Learning one fact can cause you to observe differently. Tracy and I went to see a local lecture by Kevin Gardner on New England stone walls, where I asked how it is that those older walls were supposedly at least 4 feet high (if sheep can see the next field, they want to go there), but few seemed much more than two feet high now. Though there were clearly places where stones had been taken to be used for something else, these were near roads and structures. Deeper in the forest this seemed unlikely.
Mr. Gardner explained that I should look at both the tops and the bottoms of the wall. Most people do notice that stones have fallen to the ground from the top, though unevenly, but fail to notice the buildup of soil at the base of stone walls. Just as a snow fence causes snow to drift, any wall does this with soil, though much more slowly. Leaves especially get forced up against the granite, becoming soil in their time. This obscures or even buries some stones that have fallen, but even with intact structures can disguise where the real base of the wall originally was.

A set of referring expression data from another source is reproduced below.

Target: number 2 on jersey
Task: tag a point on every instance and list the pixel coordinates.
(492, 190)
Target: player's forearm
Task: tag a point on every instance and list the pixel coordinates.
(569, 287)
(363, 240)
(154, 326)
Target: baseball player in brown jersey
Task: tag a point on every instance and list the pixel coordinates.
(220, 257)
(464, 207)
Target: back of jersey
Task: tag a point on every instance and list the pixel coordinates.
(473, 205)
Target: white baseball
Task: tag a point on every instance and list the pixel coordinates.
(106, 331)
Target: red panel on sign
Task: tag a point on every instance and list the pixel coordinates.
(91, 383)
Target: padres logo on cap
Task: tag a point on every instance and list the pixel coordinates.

Sure enough, I see fallen stones that I missed before, and notice that the soil slopes up a bit on both sides of these walls, obscuring at least six inches and more commonly a foot of wall or more. I mentally scratch that away from the base and place the layabout stones back on top. They didn’t all fall to the same side, I remind myself (duh), so I add again the equivalent number of stones likely to be on the other side. (I do observe that far side at the end to check my work.) The effect is striking. The near view of whole landscapes can look different – and more like they did originally. The difference between 2-3 ft walls and 4-5 ft walls changes the whole perception of the space - for humans as well as sheep, apparently.